Si ce détournement a suscité l'indignation du public sur les réseaux sociaux, il est devenu courant non seulement au sein de l'organisme de radiodiffusion de l'Iran – qui contrôle toutes les chaînes de télévision et les stations de radio publiques – mais aussi parmi les hauts responsables et les instances du régime. Aucun porte-parole ni organisme affilié à Téhéran n'a réagi ni pris de mesures correctives à la suite de ce dernier scandale.
Cas similaire, une chaîne de télévision publique iranienne a récemment interviewé un invité qu'elle a présenté comme un expert indien. Elle a ensuite prétendu qu'il s'exprimait en anglais et a proposé une «traduction» doublée en farsi.
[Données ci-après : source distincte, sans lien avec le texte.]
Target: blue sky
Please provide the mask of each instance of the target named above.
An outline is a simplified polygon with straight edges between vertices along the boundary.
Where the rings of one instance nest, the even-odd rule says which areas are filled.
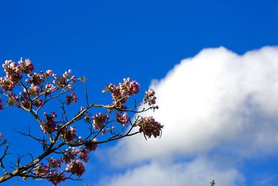
[[[0,2],[0,61],[3,63],[6,59],[17,61],[22,56],[30,58],[38,70],[51,68],[62,73],[70,68],[79,76],[86,76],[90,100],[97,102],[108,100],[108,96],[103,95],[101,93],[105,84],[110,82],[116,84],[122,78],[130,77],[140,83],[141,93],[149,86],[157,88],[161,91],[158,91],[158,95],[161,96],[161,100],[158,101],[165,107],[170,105],[177,107],[171,109],[175,111],[174,114],[191,114],[190,117],[179,118],[179,122],[184,122],[184,125],[188,126],[180,128],[181,131],[184,130],[183,134],[188,136],[190,134],[186,131],[191,131],[193,137],[179,138],[171,134],[170,131],[174,130],[165,129],[166,132],[162,138],[176,144],[177,141],[174,139],[171,141],[170,137],[179,139],[180,141],[184,141],[186,144],[188,141],[186,143],[186,140],[192,140],[190,141],[192,146],[173,146],[174,147],[172,149],[166,148],[167,151],[163,153],[160,151],[161,148],[152,148],[152,143],[159,146],[156,143],[163,141],[163,139],[156,139],[157,142],[152,141],[146,144],[142,139],[140,140],[142,142],[138,142],[141,141],[134,138],[130,141],[136,141],[141,148],[156,150],[161,153],[146,153],[144,158],[133,155],[133,159],[126,157],[126,160],[123,161],[119,160],[122,154],[136,151],[131,142],[127,140],[119,144],[104,145],[99,151],[91,155],[83,181],[69,182],[60,185],[82,185],[84,183],[93,185],[117,185],[117,182],[119,185],[127,185],[124,183],[120,183],[120,180],[123,180],[122,178],[128,180],[129,178],[136,178],[136,175],[144,176],[143,172],[152,173],[157,169],[162,170],[161,175],[168,175],[163,171],[165,169],[159,166],[159,162],[161,162],[159,160],[161,158],[170,160],[165,163],[165,168],[168,167],[169,170],[179,175],[179,178],[173,177],[172,179],[181,180],[181,182],[182,178],[188,178],[186,176],[188,176],[190,170],[189,168],[192,169],[193,173],[195,170],[196,174],[202,172],[206,176],[206,170],[213,168],[215,169],[211,177],[219,176],[220,180],[221,177],[226,178],[227,180],[230,181],[225,183],[226,185],[235,185],[236,180],[239,182],[239,185],[277,185],[278,159],[275,156],[277,150],[275,146],[277,144],[276,141],[270,140],[271,138],[270,141],[272,142],[256,140],[258,137],[265,139],[276,135],[269,132],[277,128],[275,123],[277,122],[275,114],[278,112],[278,108],[272,103],[272,100],[273,102],[277,98],[275,93],[277,90],[275,81],[277,79],[275,70],[276,70],[275,64],[278,63],[275,58],[277,48],[265,48],[256,52],[249,52],[247,55],[240,55],[265,46],[277,45],[277,1],[2,1]],[[218,48],[220,46],[228,50]],[[217,49],[202,51],[208,47]],[[199,53],[200,51],[202,52]],[[180,63],[181,60],[195,55],[197,56],[191,61],[195,63],[195,65],[187,65],[188,62],[186,60]],[[213,63],[218,60],[230,63],[222,65],[220,62],[219,64]],[[250,64],[248,61],[250,60],[256,61],[254,63],[256,65]],[[234,65],[234,61],[241,61],[246,65],[238,67]],[[207,63],[204,61],[207,61]],[[263,61],[266,62],[262,63]],[[240,70],[236,70],[238,68]],[[206,74],[206,70],[202,71],[204,69],[214,72]],[[250,69],[254,70],[252,70],[254,74],[250,72]],[[169,73],[170,71],[172,72]],[[256,79],[256,72],[265,76]],[[186,72],[188,74],[188,76],[181,75]],[[202,79],[205,75],[208,82]],[[243,78],[240,79],[246,80],[246,82],[244,82],[246,84],[238,84],[240,82],[239,77]],[[268,79],[268,77],[270,78]],[[190,81],[188,81],[189,78]],[[156,84],[151,84],[152,79],[164,80]],[[215,86],[208,88],[206,83]],[[250,84],[258,86],[253,87]],[[173,100],[168,95],[176,92],[169,92],[167,94],[167,88],[164,87],[170,87],[171,85],[173,85],[174,89],[184,91],[184,93],[178,93],[179,96],[175,96],[177,100],[174,100],[184,102],[185,108],[169,104]],[[185,89],[179,89],[180,86],[184,86]],[[189,91],[187,95],[186,87],[197,93]],[[215,97],[211,95],[215,95],[215,91],[222,93],[215,95],[216,98],[229,98],[234,103],[238,103],[238,105],[243,102],[243,106],[250,104],[246,107],[249,111],[239,109],[243,107],[238,107],[233,102],[224,104],[220,98],[215,98],[216,104],[211,103],[213,109],[198,102],[204,100],[206,102],[208,100],[214,99]],[[242,93],[239,94],[238,92]],[[191,98],[197,102],[196,104],[188,103],[192,100],[188,98],[190,95],[195,96],[194,99]],[[272,100],[265,100],[264,97]],[[241,98],[241,100],[238,100],[238,98]],[[248,102],[249,99],[251,99],[250,102]],[[224,102],[228,101],[224,100]],[[187,103],[190,106],[196,105],[196,108],[191,109],[195,112],[186,107]],[[219,113],[216,114],[216,112],[212,111],[221,110],[220,109],[227,112],[219,115]],[[181,112],[181,109],[184,109],[184,113]],[[171,112],[171,110],[162,108],[161,113],[165,115]],[[231,110],[233,111],[228,112]],[[199,115],[200,111],[204,114]],[[215,117],[213,119],[220,121],[219,123],[206,123],[205,121],[212,121],[206,113],[211,114]],[[224,113],[229,113],[227,120],[217,118]],[[22,121],[26,120],[31,123],[31,120],[26,118],[19,110],[9,110],[0,114],[1,122],[5,123],[1,125],[1,131],[6,137],[11,138],[11,146],[18,146],[18,150],[24,153],[24,147],[30,144],[30,142],[22,140],[22,144],[15,144],[17,143],[15,138],[22,138],[14,130],[19,128],[24,130],[27,124],[22,123],[24,123]],[[15,117],[15,114],[18,116]],[[170,122],[161,115],[162,114],[159,114],[158,111],[156,116],[162,120],[162,123]],[[204,117],[204,123],[197,121],[192,116]],[[232,116],[238,116],[241,119],[240,121],[231,120]],[[202,130],[198,132],[190,130],[194,127],[190,121],[196,125],[194,126],[199,126],[201,129],[204,129],[204,126],[198,125],[206,123],[208,128],[215,129],[211,133],[208,132],[213,135],[206,136],[201,132],[199,133],[198,131]],[[243,123],[248,125],[243,125],[242,128],[227,127],[236,123],[239,125]],[[228,131],[226,134],[224,130],[227,127],[230,132]],[[224,131],[222,135],[220,129]],[[178,134],[182,136],[183,133]],[[229,137],[226,138],[227,136]],[[244,137],[240,137],[243,136]],[[238,137],[236,140],[235,137]],[[222,142],[219,143],[219,141]],[[145,143],[145,145],[140,143]],[[249,148],[250,146],[252,148]],[[16,153],[17,148],[12,148],[12,153]],[[115,148],[119,148],[117,150]],[[28,149],[26,150],[27,151],[25,153],[28,153]],[[111,153],[113,150],[119,153],[114,153],[115,157],[110,157],[113,155]],[[263,151],[266,152],[263,153]],[[155,157],[158,160],[156,160]],[[119,163],[111,162],[109,160],[112,158]],[[222,163],[220,164],[215,160]],[[156,175],[153,176],[157,178]],[[109,183],[108,178],[113,178],[116,183],[113,185]],[[191,185],[204,185],[196,179],[195,183],[194,180],[190,180]],[[217,178],[214,179],[218,181]],[[17,178],[3,185],[10,185],[16,181]],[[47,184],[40,183],[43,185]],[[156,185],[155,184],[152,185]],[[176,185],[179,184],[177,183]],[[206,185],[208,184],[209,182]],[[18,179],[17,185],[38,185],[38,182],[28,180],[22,183],[20,178]]]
Toutefois, en raison d'un problème technique de son survenu pendant l'entrevue, il s'est avéré que l'invité parlait parfaitement le farsi. La chaîne a donc essayé de faire croire aux téléspectateurs qu'il s'agissait d'un expert étranger objectif et anglophone afin de rendre ses propos plus crédibles.
Dans le même ordre d'idées toujours, en 2020, la chaîne publique Khabar a présenté le musicien rock britannique Roger Waters comme «analyste politique», en diffusant simultanément les commentaires dans lesquels il avait critiqué le président élu de l'époque, Joe Biden.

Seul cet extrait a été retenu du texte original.